Wednesday, February 3, 2010

Ghost Signs

Moving on to happier subjects, last week the rehabilitation of the McAndrews-Barnum Block in Medford began, as these things usually do, by removing the nasty alterations of some previous era. In this case it was the 1970s, a projecting green Darth Vader-style hood. We struck signage! Actually we struck a painted wall graphic, proclaiming the site as the location of "W.A. Kinney," or at least Mr. Kinney's unknown establishment.
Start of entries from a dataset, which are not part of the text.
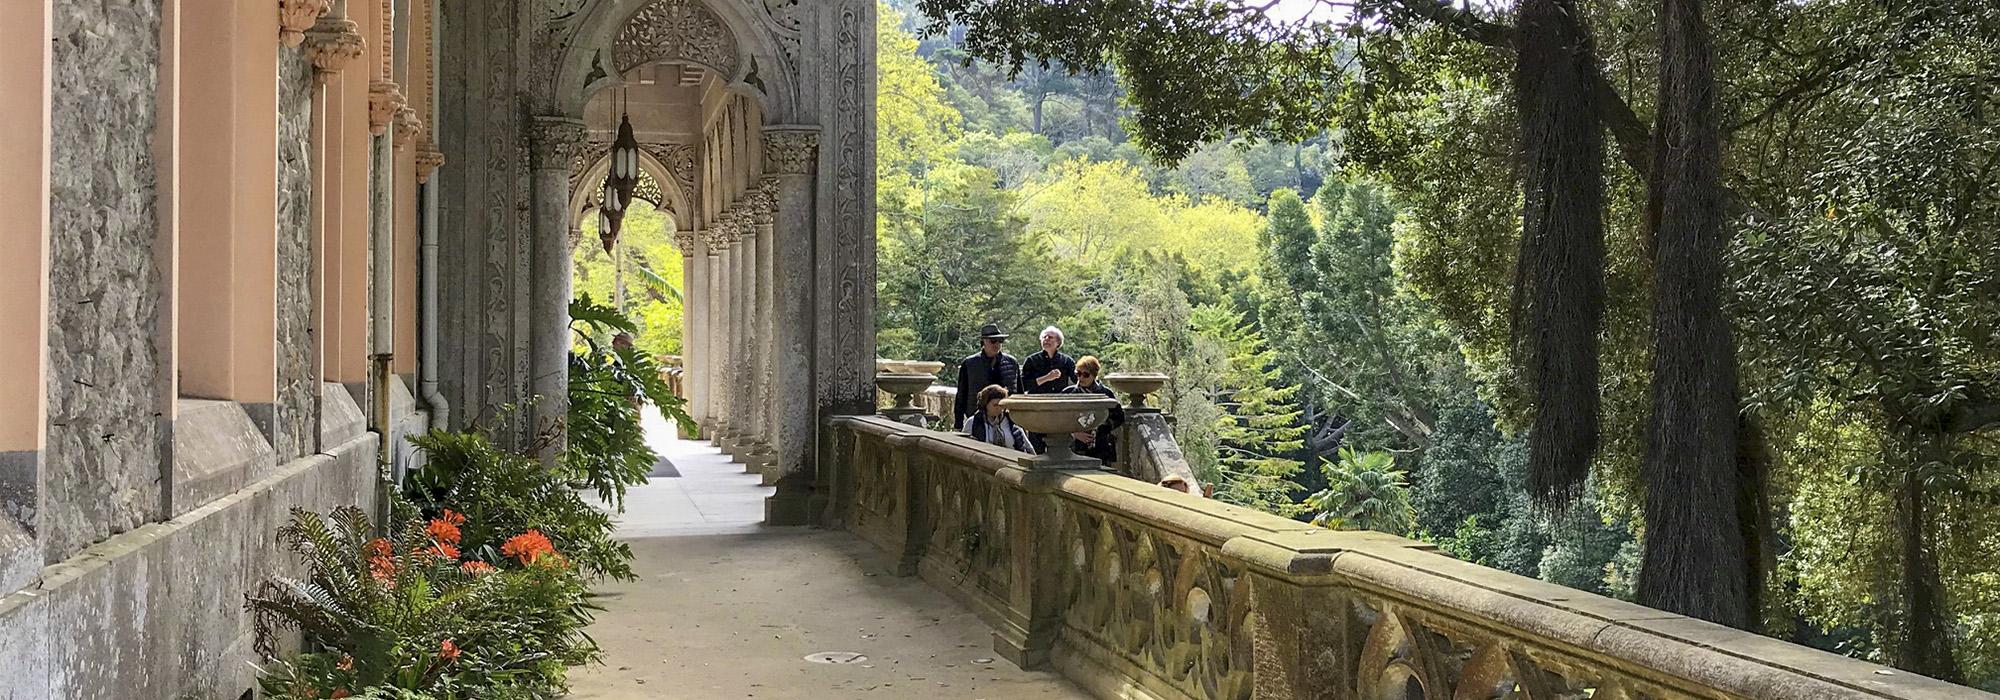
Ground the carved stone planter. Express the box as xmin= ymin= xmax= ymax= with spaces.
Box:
xmin=875 ymin=372 xmax=935 ymax=427
xmin=1102 ymin=372 xmax=1169 ymax=412
xmin=905 ymin=360 xmax=945 ymax=376
xmin=1000 ymin=394 xmax=1119 ymax=469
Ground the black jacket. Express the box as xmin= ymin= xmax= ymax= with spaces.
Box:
xmin=954 ymin=351 xmax=1020 ymax=421
xmin=1020 ymin=351 xmax=1078 ymax=395
xmin=1061 ymin=383 xmax=1124 ymax=462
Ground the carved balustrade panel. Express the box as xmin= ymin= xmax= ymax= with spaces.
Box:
xmin=823 ymin=415 xmax=1991 ymax=700
xmin=1053 ymin=500 xmax=1254 ymax=700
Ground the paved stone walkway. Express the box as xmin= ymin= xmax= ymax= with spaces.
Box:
xmin=567 ymin=414 xmax=1088 ymax=699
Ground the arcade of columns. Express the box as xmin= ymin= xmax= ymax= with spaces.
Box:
xmin=436 ymin=0 xmax=877 ymax=525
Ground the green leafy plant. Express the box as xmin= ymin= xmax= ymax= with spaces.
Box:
xmin=405 ymin=429 xmax=635 ymax=581
xmin=249 ymin=504 xmax=598 ymax=700
xmin=1306 ymin=448 xmax=1417 ymax=535
xmin=567 ymin=293 xmax=692 ymax=509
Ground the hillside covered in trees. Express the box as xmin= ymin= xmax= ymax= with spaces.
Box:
xmin=873 ymin=0 xmax=2000 ymax=689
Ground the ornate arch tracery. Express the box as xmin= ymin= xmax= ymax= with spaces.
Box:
xmin=612 ymin=0 xmax=741 ymax=77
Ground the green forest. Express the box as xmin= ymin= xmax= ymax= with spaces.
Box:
xmin=870 ymin=0 xmax=2000 ymax=689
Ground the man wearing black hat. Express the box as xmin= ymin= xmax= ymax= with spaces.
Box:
xmin=954 ymin=324 xmax=1021 ymax=426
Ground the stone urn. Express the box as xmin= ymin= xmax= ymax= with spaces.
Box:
xmin=1000 ymin=394 xmax=1120 ymax=468
xmin=905 ymin=360 xmax=946 ymax=376
xmin=1102 ymin=372 xmax=1169 ymax=410
xmin=875 ymin=372 xmax=936 ymax=427
xmin=876 ymin=358 xmax=916 ymax=374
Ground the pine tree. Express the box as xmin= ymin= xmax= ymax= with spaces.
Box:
xmin=1194 ymin=306 xmax=1307 ymax=516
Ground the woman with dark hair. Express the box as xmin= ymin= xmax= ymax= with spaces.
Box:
xmin=962 ymin=384 xmax=1033 ymax=454
xmin=1061 ymin=356 xmax=1123 ymax=463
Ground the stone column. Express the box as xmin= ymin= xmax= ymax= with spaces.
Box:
xmin=751 ymin=180 xmax=779 ymax=470
xmin=704 ymin=228 xmax=732 ymax=446
xmin=763 ymin=128 xmax=818 ymax=525
xmin=527 ymin=116 xmax=585 ymax=462
xmin=681 ymin=232 xmax=710 ymax=437
xmin=734 ymin=212 xmax=761 ymax=470
xmin=736 ymin=203 xmax=769 ymax=471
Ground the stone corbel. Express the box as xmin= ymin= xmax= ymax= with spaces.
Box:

Signs like this, those that keep reappearing, are known as Ghost Signs. Usually that refers to their reappearance, no matter how many layers of paint applied over them,  as the result of the incredibe durability of White Zinc-based (er, lead) paint).  Old signs in particular (all signs in particular) use a very high quality paint material and so they survive for decade after decade, below inferior product that weathers away. When old signs are in favor (as is recently the case) ghost signs sometimes get a little help, as in a sign in Jacksonville, Oregon that benefited from the occasional tooth brush removal of its covering layer (but that's another story).
   
Nobody seems to be able to figure out what Mr. Kinney was selling on Main Street in downtown Medford but, from the look of the sign, I would venture that he was doing so around 1900. No person of that name shows in the 1910 city directory so Kinney's sign has certainly hung around far longer than the business it advertised.
 
We probably can't leave the sign exposed as part of this project but we will be sure to encapsulate it in a way that will allow the next remodelers of the McAndrews-Barnum Block to enjoy a small discovery too. Mr. Kinney's sign isn't bothering anyone, and we can let it go back into hiding to reappear and surprise somebody else in fifty years.  In the meantime it's sort of fun to see how merchants hawked their wares in the pre-electric era.

 
Last month another project, the Cooley-Neff Warehouse, also struck "sign."  This one, I hope, will remain exposed.  It announces the building as the home of "Mason-Erhman Co.   Wholesale Grocers."  They were the first occupants of the building, in the mid-1920s.